And now, the conclusion:


ACT FIVE


Act five starts with the second captain's log in three minutes, as Voyager and the Maquis ship enter a junk field, basically just because there might be someone there to talk to. Chakotay's ship is called the Val Jean by the way, but the name's not revealed until season 7 so I hope that doesn't count as a spoiler.

I'm glad we've got the two ships hanging out and going on adventures together, in this story at least. Though you know what would've been better? If Gul Evek's Cardassian cruiser had been swiped and brought here as well.
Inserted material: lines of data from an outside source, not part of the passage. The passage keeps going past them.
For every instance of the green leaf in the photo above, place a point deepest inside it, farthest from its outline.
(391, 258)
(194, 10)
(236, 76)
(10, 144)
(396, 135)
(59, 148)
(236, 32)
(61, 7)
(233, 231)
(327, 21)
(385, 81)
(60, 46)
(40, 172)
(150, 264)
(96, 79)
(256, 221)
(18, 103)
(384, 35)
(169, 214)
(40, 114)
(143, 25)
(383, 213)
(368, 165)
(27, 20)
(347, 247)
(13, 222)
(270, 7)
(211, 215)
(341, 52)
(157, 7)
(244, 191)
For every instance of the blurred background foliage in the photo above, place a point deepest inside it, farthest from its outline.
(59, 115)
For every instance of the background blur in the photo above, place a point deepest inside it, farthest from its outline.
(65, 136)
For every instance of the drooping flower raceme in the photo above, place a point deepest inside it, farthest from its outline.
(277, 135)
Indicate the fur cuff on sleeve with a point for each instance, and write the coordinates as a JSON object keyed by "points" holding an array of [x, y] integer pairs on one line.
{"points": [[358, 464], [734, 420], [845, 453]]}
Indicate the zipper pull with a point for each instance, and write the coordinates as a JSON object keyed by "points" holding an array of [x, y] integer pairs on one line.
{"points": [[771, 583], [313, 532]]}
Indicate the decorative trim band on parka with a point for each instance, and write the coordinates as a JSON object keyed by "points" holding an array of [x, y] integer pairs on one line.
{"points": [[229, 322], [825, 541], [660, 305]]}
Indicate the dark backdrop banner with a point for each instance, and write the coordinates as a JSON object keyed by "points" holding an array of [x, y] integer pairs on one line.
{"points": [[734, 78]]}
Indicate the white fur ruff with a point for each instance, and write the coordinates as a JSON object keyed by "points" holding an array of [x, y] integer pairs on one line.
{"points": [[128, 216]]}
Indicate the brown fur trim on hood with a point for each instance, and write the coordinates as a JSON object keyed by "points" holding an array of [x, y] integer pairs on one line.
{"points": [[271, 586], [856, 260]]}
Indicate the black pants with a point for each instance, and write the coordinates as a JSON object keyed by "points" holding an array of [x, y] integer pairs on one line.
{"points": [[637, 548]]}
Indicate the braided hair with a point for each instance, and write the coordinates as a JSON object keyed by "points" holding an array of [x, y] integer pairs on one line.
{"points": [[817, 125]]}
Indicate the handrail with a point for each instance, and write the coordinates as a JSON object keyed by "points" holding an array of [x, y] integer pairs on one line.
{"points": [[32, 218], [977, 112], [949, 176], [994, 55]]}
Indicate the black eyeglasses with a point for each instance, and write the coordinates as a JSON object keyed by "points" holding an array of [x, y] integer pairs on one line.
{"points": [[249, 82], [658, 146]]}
They could've gone off on their own at the end and become a recurring element in the show for a while. We could've seen how they made different choices and where those choices got them.

Anyway, Voyager finds a ship with one humanoid life form aboard and hails them.

Oh no.

The episode was going just fine without Neelix! I didn't at any point think "You know what would make this story just a little bit better? An obnoxious comic relief character whose two jokes are 'he's bad at things' and 'everyone finds him annoying'." He looks pretty good in that coat though.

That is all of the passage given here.